Regolamento condominiale: la guida Regolamento condominiale: cos'è, normativa di riferimento, quando è obbligatorio, tipologie, contenuto e giurisprudenza

Cos’è il regolamento di condominiale

Il regolamento condominiale è l’insieme di norme che disciplinano la convivenza tra i condomini all’interno di un edificio. Esso ha lo scopo di garantire l’uso corretto delle parti comuni, regolare i diritti e i doveri dei condomini e assicurare l’ordine nella gestione del fabbricato. La sua adozione è prevista dall’art. 1138 del Codice civile.

Normativa di riferimento

La disciplina sul regolamento condominiale si trova principalmente:

  • nel Codice civile, artt. 1100 ss. e 1138;
  • nelle disposizioni di attuazione al c.c., artt. 61 ss.;
  • nelle sentenze della giurisprudenza di legittimità, che ha chiarito i limiti e gli effetti della trascrizione.

Regolamento obbligatorio o facoltativo?

Secondo la legge, il regolamento condominiale è obbligatorio quando il numero dei condomini supera il numero di dieci. In tal caso, deve essere approvato dall’assemblea con la maggioranza degli intervenuti e almeno la metà del valore millesimale dell’edificio (art. 1136 c.c.).

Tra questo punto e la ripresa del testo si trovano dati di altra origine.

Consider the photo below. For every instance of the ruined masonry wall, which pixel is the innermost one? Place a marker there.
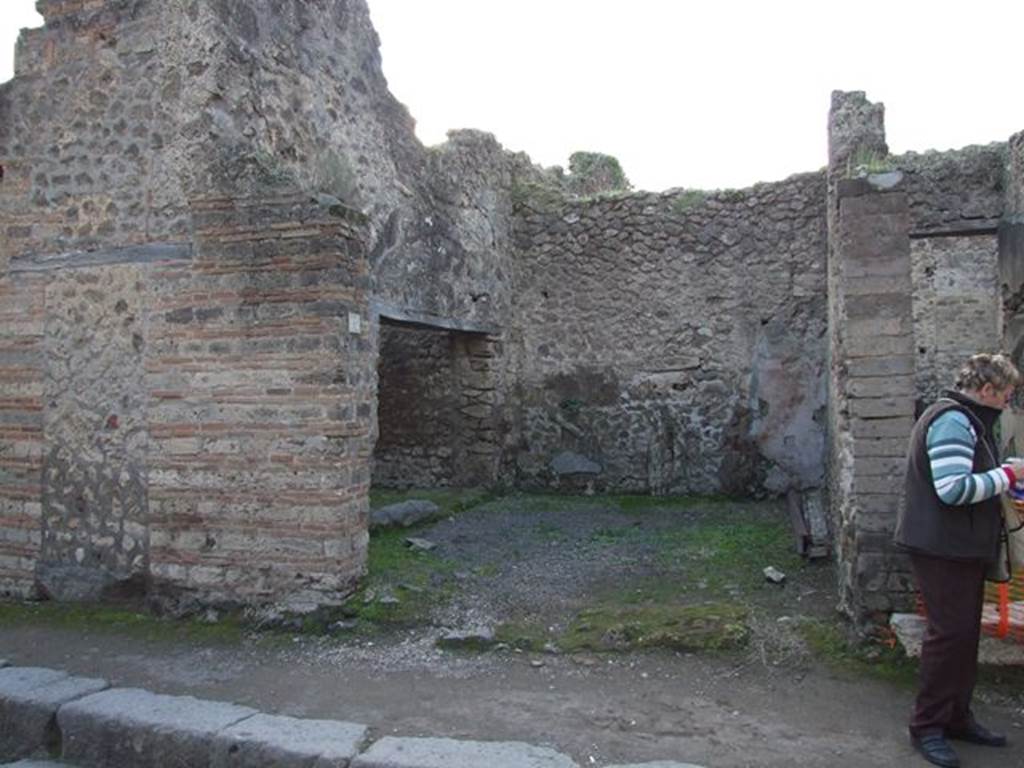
(96, 163)
(676, 340)
(417, 419)
(955, 312)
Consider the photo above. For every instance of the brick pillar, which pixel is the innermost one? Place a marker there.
(22, 320)
(260, 381)
(871, 363)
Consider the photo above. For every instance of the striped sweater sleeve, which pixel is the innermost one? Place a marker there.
(951, 440)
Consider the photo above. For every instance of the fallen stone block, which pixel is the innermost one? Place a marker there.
(446, 753)
(909, 631)
(403, 513)
(30, 698)
(473, 639)
(131, 728)
(288, 742)
(568, 463)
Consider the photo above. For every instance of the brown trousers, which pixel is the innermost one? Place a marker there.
(953, 593)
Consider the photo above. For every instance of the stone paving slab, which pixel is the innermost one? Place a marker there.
(132, 728)
(30, 698)
(288, 742)
(391, 752)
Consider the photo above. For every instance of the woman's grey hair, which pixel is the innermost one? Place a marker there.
(987, 369)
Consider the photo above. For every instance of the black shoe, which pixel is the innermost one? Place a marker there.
(978, 734)
(935, 749)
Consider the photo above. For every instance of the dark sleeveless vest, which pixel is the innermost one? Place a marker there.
(928, 525)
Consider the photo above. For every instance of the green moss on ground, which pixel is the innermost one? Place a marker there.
(625, 628)
(109, 619)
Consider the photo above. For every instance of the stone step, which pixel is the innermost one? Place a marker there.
(94, 726)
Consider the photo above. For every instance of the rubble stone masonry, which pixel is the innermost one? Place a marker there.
(228, 271)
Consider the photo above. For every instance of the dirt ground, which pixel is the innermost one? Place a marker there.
(770, 702)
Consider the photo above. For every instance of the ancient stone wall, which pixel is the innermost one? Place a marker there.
(955, 308)
(913, 291)
(437, 408)
(188, 384)
(417, 417)
(671, 343)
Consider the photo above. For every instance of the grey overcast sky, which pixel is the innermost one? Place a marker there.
(701, 93)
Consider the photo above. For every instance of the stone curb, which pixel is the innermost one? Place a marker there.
(101, 727)
(30, 700)
(446, 753)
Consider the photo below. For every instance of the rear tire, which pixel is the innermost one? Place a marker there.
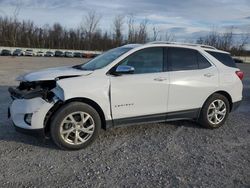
(215, 111)
(75, 126)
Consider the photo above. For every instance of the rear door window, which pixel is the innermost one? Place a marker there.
(224, 58)
(202, 61)
(180, 59)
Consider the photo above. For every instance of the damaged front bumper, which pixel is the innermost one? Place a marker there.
(28, 110)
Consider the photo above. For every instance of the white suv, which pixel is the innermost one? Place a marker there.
(131, 84)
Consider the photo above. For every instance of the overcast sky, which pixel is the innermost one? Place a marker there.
(187, 19)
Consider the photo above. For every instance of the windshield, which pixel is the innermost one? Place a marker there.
(104, 59)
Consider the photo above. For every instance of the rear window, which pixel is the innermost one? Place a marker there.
(226, 59)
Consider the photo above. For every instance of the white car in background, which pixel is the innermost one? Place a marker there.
(28, 52)
(132, 84)
(40, 53)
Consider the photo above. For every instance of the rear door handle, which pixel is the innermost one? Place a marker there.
(160, 79)
(208, 75)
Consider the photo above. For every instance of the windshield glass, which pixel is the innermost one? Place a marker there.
(104, 59)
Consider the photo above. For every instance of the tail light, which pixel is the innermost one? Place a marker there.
(240, 74)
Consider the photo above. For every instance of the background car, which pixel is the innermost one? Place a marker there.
(18, 52)
(59, 53)
(5, 52)
(68, 54)
(29, 52)
(40, 53)
(78, 54)
(238, 60)
(49, 54)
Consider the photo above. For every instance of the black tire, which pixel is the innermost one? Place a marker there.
(203, 118)
(63, 112)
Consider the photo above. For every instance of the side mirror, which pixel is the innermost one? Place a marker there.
(124, 69)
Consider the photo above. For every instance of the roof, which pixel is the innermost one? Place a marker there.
(184, 44)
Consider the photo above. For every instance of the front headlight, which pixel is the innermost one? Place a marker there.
(27, 118)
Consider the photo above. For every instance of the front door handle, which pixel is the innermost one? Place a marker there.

Tuttavia, anche nei condomìni con meno di undici proprietari, è sempre possibile adottarlo su base volontaria per regolare gli aspetti pratici della gestione.

Tipi di regolamento condominiale

Esistono due tipologie principali di regolamento:

  • contrattuale: è quello che viene predisposto dall’originario costruttore o da tutti i condomini per accordo unanime. Può limitare anche l’uso delle proprietà esclusive (es. divieto di destinare un appartamento a uso professionale);
  • assembleare: viene approvato a maggioranza dai condomini, regola solo l’uso delle parti comuni, senza incidere sui diritti individuali.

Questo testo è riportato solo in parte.